Chongo if you get graham to give a shout out to DW massive, presidential status is guaranteed.


----------



## chewy_ (Mar 5, 2014)

Cyprus the best one for me so far


----------



## wd40 (Jun 20, 2007)

Did my wife's pure white scirocco today with Mitchell and King Blanc wax.
Gloss levels are insane! . 

















































Sent from my iPhone using Tapatalk


----------



## bigmac3161 (Jul 24, 2013)

Gtechniq c1 on White RCZ and White golfR and kamazie ism on black evoque love coatings.


----------



## chongo (Jun 7, 2014)

Hufty said:


> Let's do it Eurovision style, I'm currently preloading ahead of the U.K. Entry.
> 
> So Dw this is the Lake District calling, we award chongo nil pointe for buying a white golf.


Hello DW this SCOUSE land calling, we award chongo full points and out right winner hail chongo our black car president:wave:


----------



## Hufty (Apr 27, 2015)

I shall refrain from regionalist stereotyping and baiting, being a manc. 

So what you decided for the golf then ? What about Csl topped with exo ?


----------



## chongo (Jun 7, 2014)

Hufty said:


> I shall refrain from regionalist stereotyping and baiting, being a manc.
> 
> So what you decided for the golf then ? What about Csl topped with exo ?


Scouser and a manc , a match made in heven :thumb:
Maybe that, or FK1000p just thinking of the temp around December it gets very cold in the garage because where it is:wall: and that's with the heaters on, so roughly how long is the normal cure time for Csl and exo be?:thumb:


----------



## Hufty (Apr 27, 2015)

They making you wait till December for it, thought they were everywhere. 

Read a thread other day about fkp pink wax on top of 1000 meant to be epic. Which gives me another idea prima epic two coats. Only done 1 Csl and car was garaged but due to time it was 5 days between the two.

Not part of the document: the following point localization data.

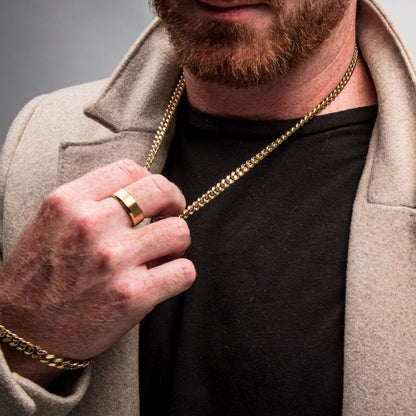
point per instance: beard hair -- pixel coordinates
(233, 54)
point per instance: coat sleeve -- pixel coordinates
(18, 395)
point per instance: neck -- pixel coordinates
(297, 92)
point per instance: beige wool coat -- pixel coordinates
(59, 136)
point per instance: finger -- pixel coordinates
(165, 281)
(169, 237)
(154, 194)
(106, 180)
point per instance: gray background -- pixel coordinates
(50, 44)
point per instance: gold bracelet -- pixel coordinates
(39, 353)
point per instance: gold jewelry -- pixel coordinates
(39, 353)
(130, 205)
(236, 174)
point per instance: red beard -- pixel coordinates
(236, 54)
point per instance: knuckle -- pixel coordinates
(182, 230)
(122, 296)
(130, 168)
(188, 272)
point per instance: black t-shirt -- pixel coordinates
(261, 330)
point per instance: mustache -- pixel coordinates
(164, 7)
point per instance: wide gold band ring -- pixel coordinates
(130, 206)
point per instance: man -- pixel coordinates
(261, 331)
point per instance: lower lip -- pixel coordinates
(238, 13)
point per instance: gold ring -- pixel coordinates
(130, 205)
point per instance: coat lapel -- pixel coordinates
(380, 358)
(380, 331)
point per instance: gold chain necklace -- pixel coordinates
(240, 171)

I'd give it 24 hours at least if it's indoors. You'll have to let the Mrs have the gto that week. :lol:


----------



## chongo (Jun 7, 2014)

I think that was AJ said about FK 1000p pink wax on top, see I have 1000 so I will go with that combination. As for the wife in the GTO, she would get stopped by the police for being under age she's that small.lol


----------



## Jam* (Apr 24, 2016)

Hi Lads, 

New to detailing and been buying products based on a few things, recommendation on threads/ posts, bored at work and because this detailing is additive  

I know this might be totally stupid, pointless and over the top but being new having bought the stuff and working a 5 week on/off rotation i will have plenty time on my hands and feel like i want to use all the products so here's what i was thinking of doing after full proper wash, decontamination and correction if required, then full wipe down. 

"will be practising on scarp panel with the DA" 

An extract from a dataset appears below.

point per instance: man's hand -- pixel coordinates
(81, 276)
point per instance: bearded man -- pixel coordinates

So here is what i was thinking 

"White Car" 

C.G White Light or PB White Diamond "still to buy" 
C.G Jetseal 
Fk1000p 
Fk Pink Wax 

Recommendations are that its best to put down two coats of Jetseal or sealant so i was wondering why not just use both the jetseal then Fk1000p or vice versa. 

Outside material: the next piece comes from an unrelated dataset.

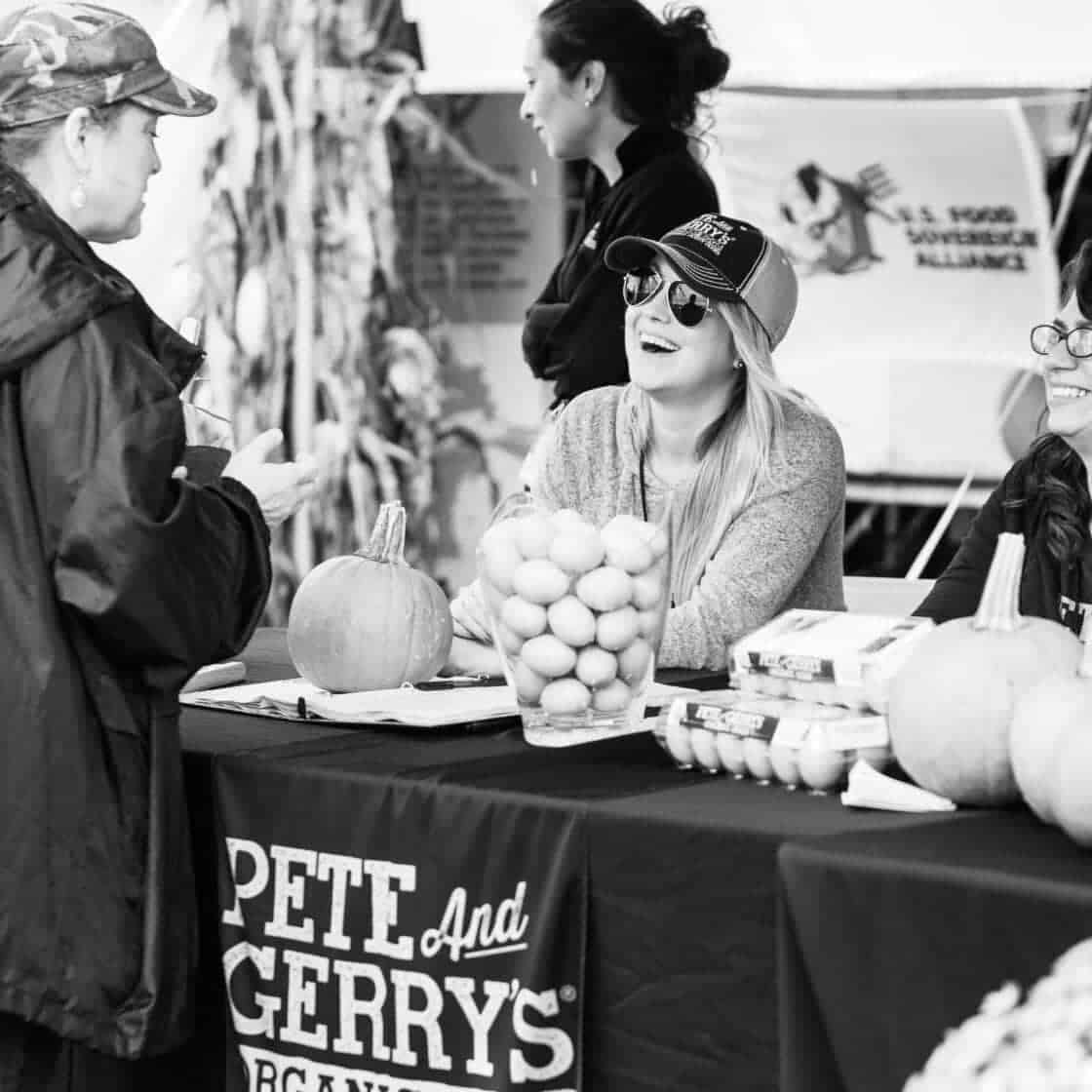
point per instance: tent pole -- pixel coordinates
(1074, 171)
(949, 513)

Would be nice to hear your thoughts of has this been done and failed. 

Cheers 

Jason


----------



## FallenAngel (Oct 24, 2015)

Jam* said:


> Hi Lads,
> 
> New to detailing and been buying products based on a few things, recommendation on threads/ posts, bored at work and because this detailing is additive
> 
> ...


Ditch the Jetseal, FK 1000 is same kind of product (sealent) but with far much better durability. Whitelight or white diamond, FK 1000 then top up with pink wax. Should look great. Just one note , Applying anything before Fk 1000 like glazes, will reduce durability of FK 1000, because it wont properly as It would on a bare paint. But nothing major,you should be good :buffer::thumb:


----------



## chongo (Jun 7, 2014)

Morning Jam, are you going to wait till you buy the glaze then apply? Or you just going straight to a sealant if so then get yourself some R222 cleanser polish, 2-3 layers of jetseal 109 apply first layer, leave it for 20 mins remove 30-40 mins apply second layer and same again. As for wax I would recommend Pete's 23 wax from chemical guys as I have not used fi pink wax before. There is no need to apply 109 then FK1000p as they are both sealants.


----------



## Summit Detailing (Oct 9, 2006)

Coating - CSL + Exo
Wax/sealant - FK1000P

You should be fine application wise with CSL+Exo providing temp is above 5 degrees.
Needs to be left inside overnight and ideally not washed for a week after application.

Chris


----------



## Jam* (Apr 24, 2016)

chongo said:


> Morning Jam, are you going to wait till you buy the glaze then apply? Or you just going straight to a sealant if so then get yourself some R222 cleanser polish, 2-3 layers of jetseal 109 apply first layer, leave it for 20 mins remove 30-40 mins apply second layer and same again. As for wax I would recommend Pete's 23 wax from chemical guys as I have not used fi pink wax before. There is no need to apply 109 then FK1000p as they are both sealants.


Morning Chongo

No I am still in Africa and just trying to get everything bought and planed for when i get home,

I have still to buy the Glaze so i should drop and go for R222

I have Jetseal but still to buy Kp1000p so should drop the this and get Pete 23 or is it 53 ?

Thanks Cheers


----------



## chongo (Jun 7, 2014)

Sorry Jam 53. If your happy after your paint has been corrected then as I said before, or you can use Fk1000p on bear paint then pink wax. Drop the glaze.


----------



## chongo (Jun 7, 2014)

Summit Detailing said:


> Coating - CSL + Exo
> Wax/sealant - FK1000P
> 
> You should be fine application wise with CSL+Exo providing temp is above 5 degrees.
> ...


Cheers mate:thumb: these two keep popping up, will make choice with these two:thumb:


----------



## Jam* (Apr 24, 2016)

chongo said:


> Sorry Jam 53. If your happy after your paint has been corrected then as I said before, or you can use Fk1000p on bear paint then pink wax. Drop the glaze.


Okay great

Now i can put this to rest but i know i will end up buying more anyway.

Thanks again


----------



## chongo (Jun 7, 2014)

Jam* said:


> Okay great
> 
> Now i can put this to rest but i know i will end up buying more anyway.
> 
> Thanks again


It never stops.:wall::thumb:


----------